High on my radar this year has been the Athletic's Dan Straily, who has some traits that have kept him below the radar of most and, I think, still under-appreciated even as he's emerged this year.
As a college pitcher he had three and arguably four strikes against him. His velocity in the upper 80s was below average, his stats were mediocre, evidence of middling secondary pitches and command, he was not a lefty, and while not small, at 6'2" he was not a tall pitchers for whom scouts tend to project growth. The first two strikes were perfectly fair; the latter two are ones I think are overemphasized by scouts -- smaller to average size right-handers tend to be under-rated, all things equal.
Straily is on many more radars now: John did a profile of him, listed him among the also-rans in his mid-season top-120 and Straily is one injury or trade away from cracking Oakland's rotation, though returns by Anderson and Brady might compromise that.
So why am I writing about him? At 120 to 150 among prospects I think he is still under-rated, that his ranking is lagging his performance because prospect evaluators -- like many evaluators -- carry some inertia with their assessments: They are slow to adjust a prospect up or down outside a dramatic development. Straily is especially vulnerable to this bias because he possesses no singular trait that would haul him high on the prospect lists.
What he does possess is an above average fastball, an above average slider, and above average change up and above average change up, all on a frame, that while not especially tall, is strong and sturdy - he's listed at 6'2" 225-230 lbs and if you have seen him pitch he has a solid, stocky build and an easy delivery that would seem not prone to injury.

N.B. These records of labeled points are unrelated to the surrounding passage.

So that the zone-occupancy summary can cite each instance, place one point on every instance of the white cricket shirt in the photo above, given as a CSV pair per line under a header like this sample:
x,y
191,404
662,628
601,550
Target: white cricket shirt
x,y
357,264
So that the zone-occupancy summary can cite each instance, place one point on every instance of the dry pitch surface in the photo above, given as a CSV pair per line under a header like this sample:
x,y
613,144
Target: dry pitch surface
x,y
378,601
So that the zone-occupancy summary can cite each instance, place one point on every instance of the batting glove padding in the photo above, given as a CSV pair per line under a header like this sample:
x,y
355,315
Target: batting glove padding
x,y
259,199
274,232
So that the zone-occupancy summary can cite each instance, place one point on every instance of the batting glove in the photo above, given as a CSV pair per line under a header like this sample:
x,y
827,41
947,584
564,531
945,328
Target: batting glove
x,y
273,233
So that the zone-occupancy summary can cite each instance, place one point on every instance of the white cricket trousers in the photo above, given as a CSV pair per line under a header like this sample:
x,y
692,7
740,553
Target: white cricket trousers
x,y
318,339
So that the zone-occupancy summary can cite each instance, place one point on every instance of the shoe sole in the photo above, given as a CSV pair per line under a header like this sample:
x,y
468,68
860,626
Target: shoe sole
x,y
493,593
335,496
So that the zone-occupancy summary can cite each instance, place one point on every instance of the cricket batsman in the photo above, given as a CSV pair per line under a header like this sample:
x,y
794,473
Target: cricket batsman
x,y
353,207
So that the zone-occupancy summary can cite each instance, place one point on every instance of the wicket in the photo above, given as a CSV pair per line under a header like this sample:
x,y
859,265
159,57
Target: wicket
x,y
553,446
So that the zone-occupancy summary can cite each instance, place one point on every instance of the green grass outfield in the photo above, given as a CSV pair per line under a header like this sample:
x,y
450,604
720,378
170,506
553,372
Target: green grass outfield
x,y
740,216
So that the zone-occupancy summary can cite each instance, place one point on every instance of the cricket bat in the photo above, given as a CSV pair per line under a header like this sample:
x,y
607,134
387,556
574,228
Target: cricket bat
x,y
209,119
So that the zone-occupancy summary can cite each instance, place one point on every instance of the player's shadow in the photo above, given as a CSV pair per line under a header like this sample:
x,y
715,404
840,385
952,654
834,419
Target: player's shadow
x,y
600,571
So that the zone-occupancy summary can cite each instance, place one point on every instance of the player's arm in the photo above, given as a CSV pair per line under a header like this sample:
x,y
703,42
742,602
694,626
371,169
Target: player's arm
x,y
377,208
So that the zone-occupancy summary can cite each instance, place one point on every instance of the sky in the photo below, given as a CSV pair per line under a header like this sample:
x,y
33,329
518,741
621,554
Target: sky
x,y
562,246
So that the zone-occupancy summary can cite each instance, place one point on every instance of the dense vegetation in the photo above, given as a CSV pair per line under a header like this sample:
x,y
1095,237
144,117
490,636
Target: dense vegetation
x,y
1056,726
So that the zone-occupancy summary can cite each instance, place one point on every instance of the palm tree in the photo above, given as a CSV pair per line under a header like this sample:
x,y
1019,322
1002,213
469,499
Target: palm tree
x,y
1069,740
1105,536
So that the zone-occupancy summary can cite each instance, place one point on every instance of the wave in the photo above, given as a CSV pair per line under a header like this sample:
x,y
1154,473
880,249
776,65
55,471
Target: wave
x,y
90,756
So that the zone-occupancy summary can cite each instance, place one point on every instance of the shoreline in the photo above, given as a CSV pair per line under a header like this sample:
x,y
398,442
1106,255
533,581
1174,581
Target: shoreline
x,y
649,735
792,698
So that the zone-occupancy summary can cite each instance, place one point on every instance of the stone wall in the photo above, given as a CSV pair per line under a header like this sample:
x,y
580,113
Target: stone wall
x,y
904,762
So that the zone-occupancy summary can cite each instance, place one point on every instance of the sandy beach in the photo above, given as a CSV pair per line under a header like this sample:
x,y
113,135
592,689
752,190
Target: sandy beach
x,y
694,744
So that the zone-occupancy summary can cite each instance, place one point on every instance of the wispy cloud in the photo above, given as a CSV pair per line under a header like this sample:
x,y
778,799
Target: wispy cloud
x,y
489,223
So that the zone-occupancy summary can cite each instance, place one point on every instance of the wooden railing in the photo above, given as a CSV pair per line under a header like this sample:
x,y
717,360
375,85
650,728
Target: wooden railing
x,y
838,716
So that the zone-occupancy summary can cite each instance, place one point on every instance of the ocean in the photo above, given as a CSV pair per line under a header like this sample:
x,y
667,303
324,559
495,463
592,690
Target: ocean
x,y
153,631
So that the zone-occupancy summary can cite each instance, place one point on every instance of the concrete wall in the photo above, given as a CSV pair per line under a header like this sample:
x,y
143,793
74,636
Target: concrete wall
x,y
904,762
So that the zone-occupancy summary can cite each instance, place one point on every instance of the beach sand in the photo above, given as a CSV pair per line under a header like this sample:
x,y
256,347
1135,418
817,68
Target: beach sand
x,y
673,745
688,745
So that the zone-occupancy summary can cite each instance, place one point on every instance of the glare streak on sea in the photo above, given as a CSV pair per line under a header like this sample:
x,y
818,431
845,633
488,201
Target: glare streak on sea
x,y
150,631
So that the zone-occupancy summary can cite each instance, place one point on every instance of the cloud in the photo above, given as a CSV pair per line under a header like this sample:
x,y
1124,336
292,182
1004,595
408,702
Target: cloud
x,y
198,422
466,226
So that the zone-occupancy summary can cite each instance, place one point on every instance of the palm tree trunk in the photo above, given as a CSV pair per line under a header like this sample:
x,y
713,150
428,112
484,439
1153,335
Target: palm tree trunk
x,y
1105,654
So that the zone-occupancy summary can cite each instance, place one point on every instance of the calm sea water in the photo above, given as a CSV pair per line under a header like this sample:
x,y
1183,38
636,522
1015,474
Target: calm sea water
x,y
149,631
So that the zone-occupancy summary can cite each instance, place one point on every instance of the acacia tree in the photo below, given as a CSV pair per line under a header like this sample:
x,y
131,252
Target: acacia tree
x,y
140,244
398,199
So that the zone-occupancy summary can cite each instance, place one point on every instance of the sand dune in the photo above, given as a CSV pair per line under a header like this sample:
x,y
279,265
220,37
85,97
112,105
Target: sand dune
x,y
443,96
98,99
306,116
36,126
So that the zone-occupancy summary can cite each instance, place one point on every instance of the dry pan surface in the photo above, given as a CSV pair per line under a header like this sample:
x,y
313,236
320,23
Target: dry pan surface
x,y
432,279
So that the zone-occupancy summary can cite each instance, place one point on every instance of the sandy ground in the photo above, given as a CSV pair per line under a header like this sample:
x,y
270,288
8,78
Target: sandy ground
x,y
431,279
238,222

From a fantasy perspective, that he will play in pitching-friendly Oakland will help is ERA and WHIP. For comparison's sake, A.J. Griffin has had three strong starts and Straily's stuff is superior, according to the Athletic's AAA coach.
True, his ceiling is not as high as some of the top pitching prospects -- he's likely not an ace or all-star. But is his stuff at this stage that much different than a Danny Hultzen, a pitcher I quite like? I'd argue there's not much difference in their stuff -- the fundamental differences are that Hultzen is a lefty and has pitched at his current level for years - he was an All-American in high school, good enough to be drafted in the 10th round despite his interest in college (he went to my alma mater at UVA). Straily has been this good for half a season, was nearly as good last year, but was nondescript before that.
If Hultzen is a top-10 prospect - as most have him, is Straily really less than top-50? I don't think so. Straily, by the way, is nearly exactly one year older than Hultzen, an age difference that may has some relevance but I don't think a huge one.